上野賢一郎議員
自由民主党・無所属の会
賛成
発言53回
スタンス判定の根拠
地方版政労使会議開催や取適法改正などを挙げ、賃上げの波及に取り組む方針を表明
「まさに今委員から御指摘のありましたとおり、中小企業、またフリーランスの方、あるいは非正規雇用労働者、また地方、そうしたところも含めまして賃上げをしやすい環境を整備していくこと、これは政府の役割だと考えております。」
大企業中心の賃上げを中小・フリーランス・地方へ波及させる実効策が問われています。
本テーマは、近年の賃上げ動向が大企業・正規雇用労働者を中心に進む中、中小企業・フリーランス・非正規雇用労働者・地方といった層への賃上げ効果の波及をいかに実現するかをめぐる議論です。国会では、賃上げ支援助成金パッケージや地方版政労使会議の開催、取引適正化法(取適法)の改正など、政府が講じてきた施策が取り上げられています。一方で、こうした取り組みが十分な実効性を持っているかどうかについては、より強力な対策を求める声もあります。政府側は、中小企業・フリーランス・非正規雇用労働者・地方を含めた賃上げしやすい環境の整備が政府の役割であると認識しており、各種施策を通じた波及を目指す方針を示しています。他方、質問者側は既存の取り組みを認識しつつも、社会全体への所得向上の流れを波及させるためのより実効性ある取り組みを求めており、現状の施策の効果や十分性に疑問を呈しています。賃上げの恩恵が一部に偏らず広く社会に行き渡るかどうかが、引き続き重要な論点となっています。
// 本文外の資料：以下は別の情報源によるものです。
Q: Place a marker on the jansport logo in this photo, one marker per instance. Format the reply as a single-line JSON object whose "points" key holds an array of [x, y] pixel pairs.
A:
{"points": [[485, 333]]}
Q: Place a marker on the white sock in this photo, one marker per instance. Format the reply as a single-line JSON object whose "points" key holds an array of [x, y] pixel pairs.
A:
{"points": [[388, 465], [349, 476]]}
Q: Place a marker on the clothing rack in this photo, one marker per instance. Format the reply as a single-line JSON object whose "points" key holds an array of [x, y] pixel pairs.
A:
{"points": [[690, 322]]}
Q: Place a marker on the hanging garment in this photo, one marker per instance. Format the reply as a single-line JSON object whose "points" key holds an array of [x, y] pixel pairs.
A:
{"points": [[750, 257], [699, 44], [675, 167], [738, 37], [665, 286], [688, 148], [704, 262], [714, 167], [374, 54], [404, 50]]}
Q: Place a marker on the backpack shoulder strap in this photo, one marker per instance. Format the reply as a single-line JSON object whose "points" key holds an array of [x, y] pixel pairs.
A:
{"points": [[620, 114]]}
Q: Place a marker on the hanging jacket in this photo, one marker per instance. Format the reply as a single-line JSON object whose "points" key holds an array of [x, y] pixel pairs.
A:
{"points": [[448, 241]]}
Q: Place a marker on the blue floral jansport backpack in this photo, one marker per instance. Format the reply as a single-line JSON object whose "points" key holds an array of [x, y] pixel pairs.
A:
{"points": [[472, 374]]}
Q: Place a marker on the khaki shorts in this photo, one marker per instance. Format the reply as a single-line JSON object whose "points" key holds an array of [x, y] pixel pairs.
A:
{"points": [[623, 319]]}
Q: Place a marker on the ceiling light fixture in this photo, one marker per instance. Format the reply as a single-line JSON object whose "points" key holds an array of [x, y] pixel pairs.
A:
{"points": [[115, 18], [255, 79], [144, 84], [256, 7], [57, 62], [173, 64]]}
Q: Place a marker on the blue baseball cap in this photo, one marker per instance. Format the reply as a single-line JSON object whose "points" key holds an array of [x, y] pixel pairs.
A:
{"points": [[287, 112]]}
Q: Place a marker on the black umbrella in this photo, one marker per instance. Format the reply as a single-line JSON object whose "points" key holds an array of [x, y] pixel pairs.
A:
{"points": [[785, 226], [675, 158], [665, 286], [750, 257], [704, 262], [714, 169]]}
政府は賃上げ支援助成金パッケージや地方版政労使会議、取適法改正などの取り組みを進めていますが、これらが中小企業・フリーランス・非正規雇用・地方への賃上げ波及に十分な実効性を持つかどうかについて、より強力な対策を求める意見があり、施策の効果をめぐって見解が分かれています。
賃上げの波及対象として、中小企業・フリーランス・非正規雇用労働者・地方など多様な層が挙げられており、政府がこれらすべての層に対して均等かつ効果的に対応できるか、またどの層を優先的に支援すべきかという点が論点となっています。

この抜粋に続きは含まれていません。